Algebraic Bethe Ansatz state generator problem Given $B(\lambda)=T^0_1 (\lambda)$ the component of the monodromy matrix T that creates a state, $\lambda$ the spectral parameter and $| \Omega \rangle$ the reference ground state,
In "Quantum Groups in two dimensional physics"(Gomez-Ruiz Altaba- Sierra), trying to write the Algebraic Bethe Ansatz State $\Psi$, it first says that if the reference state $| \Omega \rangle$ is formed by more than one spin state, I need to use the creation operator given by its coproduct, i.e. $\Delta B(\lambda)$ if I have two spins states. I then would say that if I have N spins states, the operator that I need use is $\Delta^{(N-1)}B(\lambda)$. 
Then it defines the Algebraic Bethe Ansatz State as:
$\Psi = \prod^M_{n=1} B(\lambda_n)|\Omega \rangle$.
I understand that the problem is that: 1. I need a set of spectral parameters $\{ \lambda_n \}$ 2. I need unique parameters. 
I don't understand:


*

*Is it using the N-1 coproduct to create that state?

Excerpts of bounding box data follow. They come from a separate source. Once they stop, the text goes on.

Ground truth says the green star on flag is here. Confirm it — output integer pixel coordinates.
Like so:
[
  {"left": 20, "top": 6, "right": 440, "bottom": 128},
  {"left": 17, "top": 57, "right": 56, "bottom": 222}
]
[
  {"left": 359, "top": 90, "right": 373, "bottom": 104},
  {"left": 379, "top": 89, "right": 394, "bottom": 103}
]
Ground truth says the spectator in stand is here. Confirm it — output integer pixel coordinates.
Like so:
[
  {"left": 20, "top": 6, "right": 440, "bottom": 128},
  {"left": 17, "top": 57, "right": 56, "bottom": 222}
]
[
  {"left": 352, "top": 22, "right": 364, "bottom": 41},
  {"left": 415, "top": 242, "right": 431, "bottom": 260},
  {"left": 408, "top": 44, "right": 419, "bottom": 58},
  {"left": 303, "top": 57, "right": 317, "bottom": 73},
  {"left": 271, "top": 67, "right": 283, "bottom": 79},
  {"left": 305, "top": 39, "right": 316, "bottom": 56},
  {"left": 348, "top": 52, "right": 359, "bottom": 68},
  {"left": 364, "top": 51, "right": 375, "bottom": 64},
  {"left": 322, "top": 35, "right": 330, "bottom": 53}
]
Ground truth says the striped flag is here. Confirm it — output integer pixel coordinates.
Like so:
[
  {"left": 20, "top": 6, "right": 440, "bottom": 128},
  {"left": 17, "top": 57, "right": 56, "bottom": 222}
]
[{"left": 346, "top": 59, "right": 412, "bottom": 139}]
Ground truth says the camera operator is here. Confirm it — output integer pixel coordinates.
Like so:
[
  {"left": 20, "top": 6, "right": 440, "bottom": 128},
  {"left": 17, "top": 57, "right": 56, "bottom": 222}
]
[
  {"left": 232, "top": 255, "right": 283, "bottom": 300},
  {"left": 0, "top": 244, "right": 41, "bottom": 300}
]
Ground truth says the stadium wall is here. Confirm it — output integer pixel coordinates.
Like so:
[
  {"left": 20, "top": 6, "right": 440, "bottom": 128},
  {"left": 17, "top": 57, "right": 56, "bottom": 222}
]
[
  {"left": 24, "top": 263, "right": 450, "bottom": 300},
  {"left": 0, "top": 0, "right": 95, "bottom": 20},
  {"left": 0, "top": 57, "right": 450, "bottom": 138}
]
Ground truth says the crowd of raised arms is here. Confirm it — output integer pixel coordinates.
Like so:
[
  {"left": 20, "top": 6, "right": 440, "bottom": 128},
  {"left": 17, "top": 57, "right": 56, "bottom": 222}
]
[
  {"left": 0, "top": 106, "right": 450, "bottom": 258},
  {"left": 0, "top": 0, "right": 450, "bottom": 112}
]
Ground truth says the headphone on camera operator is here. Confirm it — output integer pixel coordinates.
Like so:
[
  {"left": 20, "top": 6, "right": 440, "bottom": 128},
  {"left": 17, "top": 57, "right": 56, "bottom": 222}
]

*and if so, why is it not using a sum over n spin flipped rather than a product? A product doesn't make sense to me not even mathematically.



*If it is NOT using the coproduct, when do I use the coproduct to obtain the right operator??
Thank you


 A: The coproduct increases the number of sites $N$ (the length of the chain), while the product of different $B$s increases the number of excitations (magnons) $M$. So each $B(\lambda_n)\equiv B^{(N)}(\lambda_n)=\Delta^{(N-1)} B(\lambda_n)$ creates one excitation with quasimomentum $p(\lambda_n)$. The coproduct does not change the parameter $\lambda_n$.
Graphically: as in that book draw $B$ by a horizontal line (auxiliary space) to which we attach $\lambda$, with one vertical line (local physical space) for each $N$, so that each crossing is an $R$-matrix, and fix the values of the spins on the endpoints of the horizontal line to get $B=T^0_1$ out of the monodromy matrix $T$. Then the coproduct increases the number of vertical lines by one, while taking a product of such $B$s for given $N$ corresponds adding a horizontal line with a new spectral parameter. In other words, the product corresponds to putting diagrams of $B$s on top of each other, each of with has its own auxiliary spectral parameter $\lambda_n$, which represents the composition of operators, corresponding to taking their matrix products.